I have commented several times in this forum about how the statements of young people, when they talk about their attempts at determining the truth of the Book of Mormon or other aspects of the church, seem to differ qualitatively from the memories of older members, who appear to have had much more powerful, specific and memorable experiences.
I'm reading a book called When They Severed Earth From Sky, about how myth is generated. The authors refer to the work of a researcher named Michael Schudson who did some experimental investigation (not explicitly described) about how we create myth in our own lives. Schudson points out several cognitive processes that people use to mythologize their own experience. I think some of the results of his study do a pretty good job of answering my own observations.
Some of the processes Schudson points out are:
Conventionalization: adults remember from their own lives, not what they experienced but what they are conventionally supposed to have experienced.
Narriaivisation: an effort not only to report the past but to make it interesting by encapsulating it in a cultural form. You can't pack in all of the details, so you keep only those that fit the proper convention/expectation.
Instrumentation: memory selects and distorts in the service of present interests.
When I have some more time I would like to learn about the experimental process Schudson used to draw these conclusions. If you know more about this, please fill us in.
Of Testimony and Mythology
Of Testimony and Mythology
“The easy confidence with which I know another man's religion is folly teaches me to suspect that my own is also.” -Mark Twain
Jesus: "The Kingdom of God is within you." The Buddha: "Be your own light."
Jesus: "The Kingdom of God is within you." The Buddha: "Be your own light."
Re: Of Testimony and Mythology
Those three things you list are most of the reasons I give for taking every conversion and deconversion story with a block of salt. Regarding the first two, it doesn't take most people very long to pick up on the script they're supposed to use to communicate with a new group. (Some of us don't seem to have that useful power, making every use of a new script painfully intentional.) The other one I bring up is a form of motivated reasoning: all of us are inclined to think and communicate in a way that (respectively) makes us happy with and justifies our current choices. This often takes the form of "worst then vs. best now" comparisons.Hagoth wrote: ↑Mon Mar 04, 2019 2:18 pm Conventionalization: adults remember from their own lives, not what they experienced but what they are conventionally supposed to have experienced.
Narritivisation: an effort not only to report the past but to make it interesting by encapsulating it in a cultural form. You can't pack in all of the details, so you keep only those that fit the proper convention/expectation.
Instrumentation: memory selects and distorts in the service of present interests.
When I have some more time I would like to learn about the experimental process Schudson used to draw these conclusions. If you know more about this, please fill us in.
It's really interesting to me to listen to testimonies or read the exmo subreddit with this stuff in mind. The stories are almost never outright false, just slanted in specific, predictable ways.
Regarding instrumentation: I don't recall this term, but terminology does vary between fields and subfields - or I might have just forgotten. In what I've read, it's usually called "motivated <some cognitive process>," as in "motivated recall," "motivated forgetting," and "motivated reasoning." Searching for those terms along with "psychology" or "research" will find a lot of papers. (It seems that pretty much all of our cognition is motivated, which is sobering and a bit disturbing.) Another good search term is "self-deception."

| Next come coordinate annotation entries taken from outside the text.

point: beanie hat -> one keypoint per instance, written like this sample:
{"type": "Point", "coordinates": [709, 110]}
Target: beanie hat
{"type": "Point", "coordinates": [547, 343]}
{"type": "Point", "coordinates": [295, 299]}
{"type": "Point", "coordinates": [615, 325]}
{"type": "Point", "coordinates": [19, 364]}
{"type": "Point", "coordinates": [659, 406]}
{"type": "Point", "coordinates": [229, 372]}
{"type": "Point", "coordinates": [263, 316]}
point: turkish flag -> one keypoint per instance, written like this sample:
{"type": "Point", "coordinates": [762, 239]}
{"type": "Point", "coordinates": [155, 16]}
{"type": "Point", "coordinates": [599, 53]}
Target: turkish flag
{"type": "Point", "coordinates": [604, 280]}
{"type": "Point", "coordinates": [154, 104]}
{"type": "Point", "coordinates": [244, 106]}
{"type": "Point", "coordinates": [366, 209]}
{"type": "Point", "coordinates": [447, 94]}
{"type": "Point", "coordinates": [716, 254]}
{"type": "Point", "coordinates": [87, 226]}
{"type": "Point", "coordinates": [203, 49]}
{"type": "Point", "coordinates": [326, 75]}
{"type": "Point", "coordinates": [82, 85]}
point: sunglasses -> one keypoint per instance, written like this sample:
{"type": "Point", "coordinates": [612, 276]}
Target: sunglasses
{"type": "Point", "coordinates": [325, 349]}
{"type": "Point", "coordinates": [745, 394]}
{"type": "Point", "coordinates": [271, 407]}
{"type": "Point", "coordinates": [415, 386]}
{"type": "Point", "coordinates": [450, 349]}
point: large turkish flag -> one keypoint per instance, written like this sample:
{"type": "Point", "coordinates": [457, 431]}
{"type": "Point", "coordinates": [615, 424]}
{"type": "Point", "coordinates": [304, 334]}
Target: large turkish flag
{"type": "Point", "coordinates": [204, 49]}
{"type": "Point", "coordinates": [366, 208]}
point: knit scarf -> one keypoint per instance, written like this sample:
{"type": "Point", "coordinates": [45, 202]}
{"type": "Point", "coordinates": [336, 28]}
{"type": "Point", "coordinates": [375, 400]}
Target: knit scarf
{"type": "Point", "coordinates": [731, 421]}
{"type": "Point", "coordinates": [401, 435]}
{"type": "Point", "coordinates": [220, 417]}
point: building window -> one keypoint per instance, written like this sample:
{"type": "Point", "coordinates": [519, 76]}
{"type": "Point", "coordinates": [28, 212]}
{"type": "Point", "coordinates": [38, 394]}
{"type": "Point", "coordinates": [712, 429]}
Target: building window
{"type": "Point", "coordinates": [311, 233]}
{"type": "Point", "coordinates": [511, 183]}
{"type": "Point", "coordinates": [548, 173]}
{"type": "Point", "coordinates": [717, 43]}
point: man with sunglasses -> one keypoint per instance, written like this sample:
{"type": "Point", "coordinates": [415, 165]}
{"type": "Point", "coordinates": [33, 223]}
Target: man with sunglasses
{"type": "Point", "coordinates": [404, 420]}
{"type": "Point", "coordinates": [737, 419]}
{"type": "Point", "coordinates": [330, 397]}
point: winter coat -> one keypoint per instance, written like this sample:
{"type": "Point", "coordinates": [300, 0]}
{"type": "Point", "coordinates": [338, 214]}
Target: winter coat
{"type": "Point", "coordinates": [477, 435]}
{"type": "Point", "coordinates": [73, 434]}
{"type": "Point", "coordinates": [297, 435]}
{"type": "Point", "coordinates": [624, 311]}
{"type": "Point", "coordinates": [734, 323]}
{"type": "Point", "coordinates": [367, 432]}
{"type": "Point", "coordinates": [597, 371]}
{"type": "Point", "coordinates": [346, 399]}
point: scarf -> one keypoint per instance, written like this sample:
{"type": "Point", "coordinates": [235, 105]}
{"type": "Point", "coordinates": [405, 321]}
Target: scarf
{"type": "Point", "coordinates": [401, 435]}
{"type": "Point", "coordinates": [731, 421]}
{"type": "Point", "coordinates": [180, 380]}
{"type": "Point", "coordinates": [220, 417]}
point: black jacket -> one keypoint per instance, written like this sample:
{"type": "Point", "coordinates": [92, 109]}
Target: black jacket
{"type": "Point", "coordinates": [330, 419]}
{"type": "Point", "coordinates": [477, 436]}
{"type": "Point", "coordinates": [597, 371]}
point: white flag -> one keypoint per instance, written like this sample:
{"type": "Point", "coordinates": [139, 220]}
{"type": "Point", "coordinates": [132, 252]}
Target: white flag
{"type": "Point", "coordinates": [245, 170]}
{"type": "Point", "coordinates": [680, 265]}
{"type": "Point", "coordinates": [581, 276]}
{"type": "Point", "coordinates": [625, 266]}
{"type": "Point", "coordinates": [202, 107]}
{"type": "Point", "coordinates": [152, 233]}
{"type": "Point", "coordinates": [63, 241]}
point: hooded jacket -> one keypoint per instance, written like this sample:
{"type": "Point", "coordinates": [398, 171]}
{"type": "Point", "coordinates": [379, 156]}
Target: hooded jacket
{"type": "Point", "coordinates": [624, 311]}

Learn to doubt the stories you tell about yourselves and your adversaries.
Re: Of Testimony and Mythology
There is probably some overlap between those who could be called accurate historians and those who are able to come up with miraculous stories for General Conference.
Mythology and symbolism can help us perceive the world around us outside of our own limited senses. The abstract concepts that arise can increase our awareness beyond sight, smell, sound, and touch.
Mythology and symbolism can help us perceive the world around us outside of our own limited senses. The abstract concepts that arise can increase our awareness beyond sight, smell, sound, and touch.
Good faith does not require evidence, but it also does not turn a blind eye to that evidence. Otherwise, it becomes misplaced faith.